Because there was no format specified for the cell, it had at least one child XML node, and there was no value, the default behavior was to treat the cell as a number type and try to parse the value (which was converted to empty-string). Using the kernel-level method Integer() , this threw an exception. The exception was also surprisingly hard to trace; it didn't have a full stacktrace in the wild and didn't appear in $! in IRB; only got a trace once I got it into RSpec.

Apple's "Numbers" program converts the cell to zero; Google Sheets leaves it blank. I'm not sure what Excel itself does with this kind of XML. This sheet was produced by KendoUI, some angular framework with tables, so it's probably not very common.

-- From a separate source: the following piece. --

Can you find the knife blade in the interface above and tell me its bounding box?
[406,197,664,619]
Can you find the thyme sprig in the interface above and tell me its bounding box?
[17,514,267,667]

This change adds a nil check to the typecast, and returns 0 or 0.0 on empty-string values. I've included a spec and an example file. The file from the wild contains sensitive data, but I reproduced the empty-cell XML by hand-editing an export from Google Sheets.

I'm not 100% sure this is the right behavior, and I'm open to alternatives. Maybe we could check in SheetDoc and return an Empty cell type instead? Or add an option for "throw exception" vs "default to zero?" But it feels like since Numbers and Sheets can open these files, Roo probably shouldn't throw an exception here.

agius commented 1 year ago

cc @patrickkulling ? Not sure who to ask for review on this. Thanks!